Carbon fibres as electrodes for the recovery of nickel from industrial wastewater

Abstract

This study presents an innovative approach to the recovery of nickel from industrial wastewater using cost-effective carbon fiber electrodes, aiming to provide a sustainable and scalable solution for industrial effluent management. Carbon fibers offer unique benefits in electrochemical recovery processes due to their high surface area, excellent conductivity, mechanical durability, and compatibility with low-cost production. The optimized conditions, including a deposition potential of 4 V, pH 3.5, and temperature of 60 °C, achieved a high nickel recovery efficiency of 90%, with minimal energy consumption at 3 kW h per kilogram of nickel.
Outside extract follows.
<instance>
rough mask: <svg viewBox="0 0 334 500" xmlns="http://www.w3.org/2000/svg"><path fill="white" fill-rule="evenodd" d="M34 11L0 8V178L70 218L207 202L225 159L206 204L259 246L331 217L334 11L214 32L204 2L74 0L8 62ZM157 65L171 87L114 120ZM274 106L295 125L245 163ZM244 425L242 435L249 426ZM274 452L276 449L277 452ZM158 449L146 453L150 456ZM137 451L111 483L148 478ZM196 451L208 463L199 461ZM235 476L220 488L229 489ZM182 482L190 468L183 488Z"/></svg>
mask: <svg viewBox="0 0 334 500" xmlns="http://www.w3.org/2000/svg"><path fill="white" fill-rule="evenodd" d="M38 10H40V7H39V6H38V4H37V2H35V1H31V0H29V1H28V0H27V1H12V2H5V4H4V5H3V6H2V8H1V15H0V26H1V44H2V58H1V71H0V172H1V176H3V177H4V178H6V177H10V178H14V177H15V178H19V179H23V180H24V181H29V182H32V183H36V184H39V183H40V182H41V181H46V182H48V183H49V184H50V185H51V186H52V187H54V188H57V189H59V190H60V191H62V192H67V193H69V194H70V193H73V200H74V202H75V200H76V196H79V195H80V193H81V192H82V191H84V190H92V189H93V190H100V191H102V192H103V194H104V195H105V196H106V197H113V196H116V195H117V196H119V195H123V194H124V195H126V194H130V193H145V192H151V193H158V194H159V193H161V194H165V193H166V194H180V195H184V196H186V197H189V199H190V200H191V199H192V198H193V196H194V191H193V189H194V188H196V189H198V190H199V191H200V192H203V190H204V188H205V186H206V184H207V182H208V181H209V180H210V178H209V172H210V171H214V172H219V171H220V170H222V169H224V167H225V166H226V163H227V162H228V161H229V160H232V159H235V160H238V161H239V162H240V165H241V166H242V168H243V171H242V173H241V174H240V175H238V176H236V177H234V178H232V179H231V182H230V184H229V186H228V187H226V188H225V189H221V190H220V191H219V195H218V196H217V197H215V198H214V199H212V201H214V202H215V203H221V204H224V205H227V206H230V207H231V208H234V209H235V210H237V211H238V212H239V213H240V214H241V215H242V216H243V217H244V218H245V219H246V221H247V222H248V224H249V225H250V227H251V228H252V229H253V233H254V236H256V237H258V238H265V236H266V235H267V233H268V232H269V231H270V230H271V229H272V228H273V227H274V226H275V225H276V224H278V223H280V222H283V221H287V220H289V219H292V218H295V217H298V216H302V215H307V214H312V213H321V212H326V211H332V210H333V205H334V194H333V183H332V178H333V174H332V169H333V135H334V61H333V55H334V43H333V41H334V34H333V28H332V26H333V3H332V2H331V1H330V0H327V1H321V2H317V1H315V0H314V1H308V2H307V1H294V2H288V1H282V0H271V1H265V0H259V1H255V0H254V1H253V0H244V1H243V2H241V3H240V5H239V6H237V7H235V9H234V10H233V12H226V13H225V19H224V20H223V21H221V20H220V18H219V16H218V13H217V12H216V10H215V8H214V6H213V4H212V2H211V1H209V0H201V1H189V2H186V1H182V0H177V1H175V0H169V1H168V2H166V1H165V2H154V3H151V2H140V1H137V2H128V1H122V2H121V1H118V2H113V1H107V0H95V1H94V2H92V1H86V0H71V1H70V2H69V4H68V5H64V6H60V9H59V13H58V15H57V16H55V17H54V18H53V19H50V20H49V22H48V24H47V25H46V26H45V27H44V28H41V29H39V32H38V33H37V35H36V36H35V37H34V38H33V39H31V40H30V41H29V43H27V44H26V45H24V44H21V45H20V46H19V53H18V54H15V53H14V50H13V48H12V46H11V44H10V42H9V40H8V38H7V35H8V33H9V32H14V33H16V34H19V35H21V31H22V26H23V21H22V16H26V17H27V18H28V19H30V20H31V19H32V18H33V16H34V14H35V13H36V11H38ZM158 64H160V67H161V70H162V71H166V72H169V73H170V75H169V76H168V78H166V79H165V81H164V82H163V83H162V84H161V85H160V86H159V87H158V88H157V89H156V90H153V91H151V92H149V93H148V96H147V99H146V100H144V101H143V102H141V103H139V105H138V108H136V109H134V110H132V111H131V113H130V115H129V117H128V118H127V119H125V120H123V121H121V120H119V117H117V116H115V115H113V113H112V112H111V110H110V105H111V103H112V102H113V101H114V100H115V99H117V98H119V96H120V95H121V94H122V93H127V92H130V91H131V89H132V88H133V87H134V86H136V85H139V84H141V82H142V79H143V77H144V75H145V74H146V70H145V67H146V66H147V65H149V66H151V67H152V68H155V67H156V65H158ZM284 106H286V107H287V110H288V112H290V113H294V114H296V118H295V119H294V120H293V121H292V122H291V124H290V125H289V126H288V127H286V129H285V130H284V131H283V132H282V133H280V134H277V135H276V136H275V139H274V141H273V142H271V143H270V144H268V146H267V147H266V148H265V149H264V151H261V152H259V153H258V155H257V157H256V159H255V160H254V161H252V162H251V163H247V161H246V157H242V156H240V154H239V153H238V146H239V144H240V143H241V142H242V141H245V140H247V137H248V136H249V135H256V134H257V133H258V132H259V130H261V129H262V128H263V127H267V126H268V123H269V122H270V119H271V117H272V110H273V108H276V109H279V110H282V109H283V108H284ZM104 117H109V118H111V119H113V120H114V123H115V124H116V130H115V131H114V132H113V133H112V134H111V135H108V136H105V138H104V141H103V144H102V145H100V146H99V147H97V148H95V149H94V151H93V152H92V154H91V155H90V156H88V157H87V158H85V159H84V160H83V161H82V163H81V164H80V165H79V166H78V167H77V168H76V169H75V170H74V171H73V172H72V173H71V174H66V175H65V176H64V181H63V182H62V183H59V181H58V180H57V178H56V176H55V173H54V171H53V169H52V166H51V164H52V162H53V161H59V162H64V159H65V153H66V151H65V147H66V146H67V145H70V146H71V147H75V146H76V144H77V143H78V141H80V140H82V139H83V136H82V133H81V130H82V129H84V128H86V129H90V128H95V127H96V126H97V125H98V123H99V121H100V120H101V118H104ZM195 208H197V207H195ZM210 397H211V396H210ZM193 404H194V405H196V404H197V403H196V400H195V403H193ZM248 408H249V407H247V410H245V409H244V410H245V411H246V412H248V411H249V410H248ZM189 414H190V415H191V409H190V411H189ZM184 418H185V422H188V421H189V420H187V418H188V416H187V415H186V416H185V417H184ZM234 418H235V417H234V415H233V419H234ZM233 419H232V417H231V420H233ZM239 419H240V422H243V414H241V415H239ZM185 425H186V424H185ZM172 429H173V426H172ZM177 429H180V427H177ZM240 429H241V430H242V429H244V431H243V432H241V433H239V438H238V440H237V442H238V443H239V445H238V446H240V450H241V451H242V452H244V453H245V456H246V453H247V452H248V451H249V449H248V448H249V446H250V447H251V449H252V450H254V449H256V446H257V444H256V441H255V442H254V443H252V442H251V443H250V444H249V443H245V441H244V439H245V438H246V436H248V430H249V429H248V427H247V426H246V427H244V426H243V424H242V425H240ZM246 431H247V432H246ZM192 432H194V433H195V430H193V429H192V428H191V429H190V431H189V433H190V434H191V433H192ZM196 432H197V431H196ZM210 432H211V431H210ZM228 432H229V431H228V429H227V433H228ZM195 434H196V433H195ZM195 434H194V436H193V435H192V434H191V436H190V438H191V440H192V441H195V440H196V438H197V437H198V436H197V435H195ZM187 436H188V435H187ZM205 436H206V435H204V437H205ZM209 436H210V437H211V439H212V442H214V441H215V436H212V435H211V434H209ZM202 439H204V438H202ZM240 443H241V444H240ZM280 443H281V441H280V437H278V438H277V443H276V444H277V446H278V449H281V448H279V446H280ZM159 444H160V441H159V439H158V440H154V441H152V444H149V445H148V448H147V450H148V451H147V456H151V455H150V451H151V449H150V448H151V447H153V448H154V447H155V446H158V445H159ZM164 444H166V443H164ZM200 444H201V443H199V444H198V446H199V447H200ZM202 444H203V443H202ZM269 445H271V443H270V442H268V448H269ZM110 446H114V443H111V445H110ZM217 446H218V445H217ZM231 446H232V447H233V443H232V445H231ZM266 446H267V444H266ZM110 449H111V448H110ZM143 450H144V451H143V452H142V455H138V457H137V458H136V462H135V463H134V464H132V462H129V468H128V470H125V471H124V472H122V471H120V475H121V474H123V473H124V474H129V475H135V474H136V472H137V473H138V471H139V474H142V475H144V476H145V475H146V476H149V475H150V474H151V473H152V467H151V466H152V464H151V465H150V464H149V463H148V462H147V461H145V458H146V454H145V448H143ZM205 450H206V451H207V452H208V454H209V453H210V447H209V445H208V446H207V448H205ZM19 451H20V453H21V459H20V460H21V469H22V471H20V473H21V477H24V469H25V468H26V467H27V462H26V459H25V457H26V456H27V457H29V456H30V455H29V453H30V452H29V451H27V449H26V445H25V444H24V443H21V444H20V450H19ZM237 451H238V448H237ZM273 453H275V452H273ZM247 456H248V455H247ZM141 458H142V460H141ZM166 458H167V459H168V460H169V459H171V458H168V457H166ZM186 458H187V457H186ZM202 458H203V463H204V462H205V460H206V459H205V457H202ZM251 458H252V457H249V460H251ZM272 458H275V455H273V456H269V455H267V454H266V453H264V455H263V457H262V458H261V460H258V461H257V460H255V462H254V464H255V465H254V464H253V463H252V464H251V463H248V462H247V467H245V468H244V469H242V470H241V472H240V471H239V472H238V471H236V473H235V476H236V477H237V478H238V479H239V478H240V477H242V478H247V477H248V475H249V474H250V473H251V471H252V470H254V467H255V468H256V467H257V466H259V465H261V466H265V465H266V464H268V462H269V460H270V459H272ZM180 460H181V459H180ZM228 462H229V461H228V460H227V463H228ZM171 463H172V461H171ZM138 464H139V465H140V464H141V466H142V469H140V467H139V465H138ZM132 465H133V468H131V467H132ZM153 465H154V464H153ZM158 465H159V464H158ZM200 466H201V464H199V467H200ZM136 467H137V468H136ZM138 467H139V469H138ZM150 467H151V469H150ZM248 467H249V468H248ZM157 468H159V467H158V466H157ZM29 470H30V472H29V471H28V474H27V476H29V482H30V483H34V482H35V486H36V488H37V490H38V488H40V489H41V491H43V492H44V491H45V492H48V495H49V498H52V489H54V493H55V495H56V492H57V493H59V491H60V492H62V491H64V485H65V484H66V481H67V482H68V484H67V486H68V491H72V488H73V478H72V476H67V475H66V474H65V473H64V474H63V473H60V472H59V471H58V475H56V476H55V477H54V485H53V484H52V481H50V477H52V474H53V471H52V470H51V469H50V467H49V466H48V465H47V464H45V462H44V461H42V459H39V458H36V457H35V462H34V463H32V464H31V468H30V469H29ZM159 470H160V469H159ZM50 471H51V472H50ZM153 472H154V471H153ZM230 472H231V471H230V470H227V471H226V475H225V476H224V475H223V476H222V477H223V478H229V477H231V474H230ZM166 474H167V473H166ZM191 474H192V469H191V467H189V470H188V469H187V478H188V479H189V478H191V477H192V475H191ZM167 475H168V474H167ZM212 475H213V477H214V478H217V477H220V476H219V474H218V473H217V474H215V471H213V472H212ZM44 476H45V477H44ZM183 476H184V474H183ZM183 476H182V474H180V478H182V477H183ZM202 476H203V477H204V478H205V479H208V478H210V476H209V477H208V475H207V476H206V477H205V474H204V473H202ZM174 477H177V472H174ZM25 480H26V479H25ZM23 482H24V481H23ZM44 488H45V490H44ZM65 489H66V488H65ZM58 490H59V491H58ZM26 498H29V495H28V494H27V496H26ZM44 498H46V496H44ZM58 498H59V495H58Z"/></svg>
This efficiency was verified through Scanning Electron Microscopy (SEM) and Energy Dispersive X-ray (EDX) analyses, which revealed uniform and dense nickel coatings on the carbon fibers, even under continuous operation. Fourier Transform Infrared Spectroscopy (FTIR) and X-ray diffraction (XRD) confirmed successful nickel deposition and modifications to the carbon fiber surface chemistry, enhancing the adsorption and reduction of nickel ions. Using carbon fiber electrodes in this process addresses several limitations in traditional electrode materials by reducing costs, improving scalability, and supporting continuous, large-scale nickel recovery. This method offers a viable alternative to conventional electrochemical metal recovery and contributes to circular resource utilization by recycling valuable metals from wastewater. With regulatory pressures increasing around heavy metal discharge limits, this carbon fiber-based electrodeposition process presents a highly promising solution for industrial wastewater treatment, combining environmental sustainability with economic feasibility.